Healthcare Unions Post Strong Gains

John Commins, for HealthLeaders Media , October 18, 2010

In addition to expanding their rank and file, Trivisonno says healthcare unions will tap their connections in the federal and state government to push for hot-button mandates like staffing ratios.

"You will begin to see decisions coming out, we are already seeing some, that are going to further provide unions with additional protections and rights, not just to organize, but with employee discharges, the ability to strike, permanent replacements, a host of things," he says.

Trivisonno says that—if Republicans take the House next month—NRLB will be pressed "to jam as many decisions in as they can, this very liberal NLRB, between now and August," when the term of President Obama's controversial recess appointment of labor lawyer Craig Becker expires.

"It will be a much less liberal board after August of next year. I would look for that. They will overturn cases that currently exist. Clearly they will be favorable to labor unions," Trivisonno says.

Organized labor often taps into the anxiety of workers during a recession, which Trivisonno says was shown in the spike in union victories in decertification elections. "Unions won nearly 90% of the de-cert elections in the first six months of last year. That number is off the charts," he says. "It's the economy again. Employees have concerns about downsizing and benefits. They are seeing these things happening, and the union says if you have a union contract this couldn't happen.
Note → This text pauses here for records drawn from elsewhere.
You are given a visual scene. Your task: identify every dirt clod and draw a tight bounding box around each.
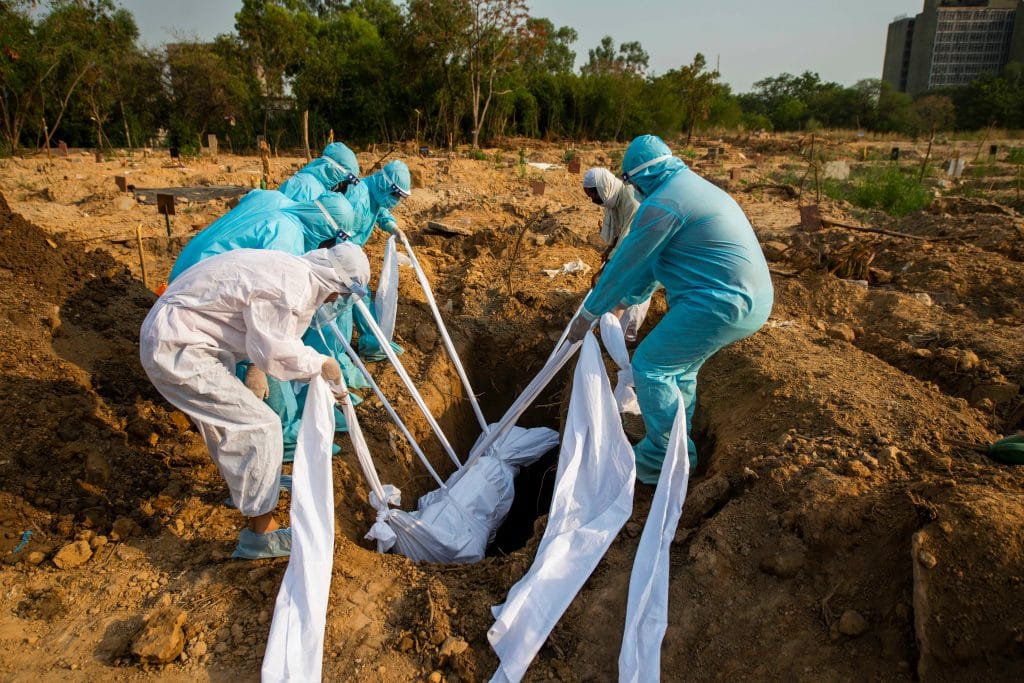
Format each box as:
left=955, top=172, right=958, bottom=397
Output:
left=839, top=609, right=867, bottom=638
left=131, top=607, right=185, bottom=664
left=53, top=541, right=92, bottom=569
left=828, top=323, right=857, bottom=343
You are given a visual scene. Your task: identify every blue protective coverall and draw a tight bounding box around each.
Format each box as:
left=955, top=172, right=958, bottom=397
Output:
left=339, top=161, right=412, bottom=360
left=168, top=189, right=368, bottom=458
left=278, top=142, right=359, bottom=202
left=581, top=135, right=774, bottom=483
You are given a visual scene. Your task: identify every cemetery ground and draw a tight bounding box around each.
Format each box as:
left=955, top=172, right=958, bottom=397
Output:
left=0, top=132, right=1024, bottom=681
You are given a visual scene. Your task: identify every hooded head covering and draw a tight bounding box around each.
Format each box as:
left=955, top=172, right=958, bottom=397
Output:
left=278, top=142, right=359, bottom=202
left=623, top=135, right=686, bottom=197
left=366, top=161, right=413, bottom=209
left=301, top=242, right=370, bottom=296
left=583, top=167, right=637, bottom=245
left=285, top=193, right=353, bottom=251
left=322, top=142, right=359, bottom=182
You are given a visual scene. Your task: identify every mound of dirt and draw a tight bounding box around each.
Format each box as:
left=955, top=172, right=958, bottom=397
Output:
left=0, top=139, right=1024, bottom=681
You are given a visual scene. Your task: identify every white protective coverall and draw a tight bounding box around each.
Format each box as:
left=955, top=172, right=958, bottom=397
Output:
left=583, top=166, right=650, bottom=342
left=139, top=242, right=370, bottom=517
left=583, top=167, right=640, bottom=253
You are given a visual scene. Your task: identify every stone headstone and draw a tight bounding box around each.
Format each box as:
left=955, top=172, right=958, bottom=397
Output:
left=157, top=193, right=174, bottom=216
left=946, top=159, right=967, bottom=178
left=800, top=204, right=822, bottom=232
left=824, top=161, right=850, bottom=180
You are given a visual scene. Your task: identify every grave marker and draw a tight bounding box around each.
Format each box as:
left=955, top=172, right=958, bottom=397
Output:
left=800, top=204, right=823, bottom=232
left=157, top=193, right=174, bottom=240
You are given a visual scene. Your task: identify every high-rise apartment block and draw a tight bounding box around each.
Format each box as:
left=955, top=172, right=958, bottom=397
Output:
left=882, top=0, right=1024, bottom=95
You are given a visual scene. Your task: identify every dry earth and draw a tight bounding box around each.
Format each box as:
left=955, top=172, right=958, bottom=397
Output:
left=0, top=139, right=1024, bottom=681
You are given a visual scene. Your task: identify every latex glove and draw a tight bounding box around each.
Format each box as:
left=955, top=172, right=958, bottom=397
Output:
left=378, top=216, right=398, bottom=234
left=566, top=315, right=592, bottom=344
left=321, top=358, right=341, bottom=384
left=246, top=365, right=270, bottom=400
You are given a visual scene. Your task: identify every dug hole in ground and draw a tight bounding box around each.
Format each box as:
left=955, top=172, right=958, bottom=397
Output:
left=0, top=139, right=1024, bottom=681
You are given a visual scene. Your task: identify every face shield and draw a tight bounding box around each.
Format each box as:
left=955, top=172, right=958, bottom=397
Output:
left=623, top=154, right=672, bottom=197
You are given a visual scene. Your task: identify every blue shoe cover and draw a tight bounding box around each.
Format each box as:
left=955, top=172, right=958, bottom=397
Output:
left=231, top=528, right=292, bottom=560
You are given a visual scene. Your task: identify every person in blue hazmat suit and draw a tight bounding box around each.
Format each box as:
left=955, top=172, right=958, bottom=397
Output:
left=568, top=135, right=774, bottom=484
left=139, top=242, right=370, bottom=559
left=278, top=142, right=359, bottom=202
left=335, top=161, right=412, bottom=361
left=169, top=189, right=368, bottom=461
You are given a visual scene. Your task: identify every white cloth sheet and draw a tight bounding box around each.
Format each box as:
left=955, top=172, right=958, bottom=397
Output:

Without a union contract, the employer is free to make changes."
Trivisonno believes that nurses unions' influence might increase as the economy recovers and the nursing shortage returns as an issue.

"You will see some additional union organizing and pushes for state and federal legislation around staffing ratios," he says. "In nursing, as staffing becomes a bigger issue, nurses will seek out unions in an attempt to fix that problem for them and potentially get staffing ratios in a collective bargaining agreement."

Trivisonno says NNU has accomplished a lot since its formation last year, and he credits the effective leadership and cooperation between NNU and SEIU for much of the success.

"The arrangement is the NNU gets the nurses, the SEIU gets everyone else," he says.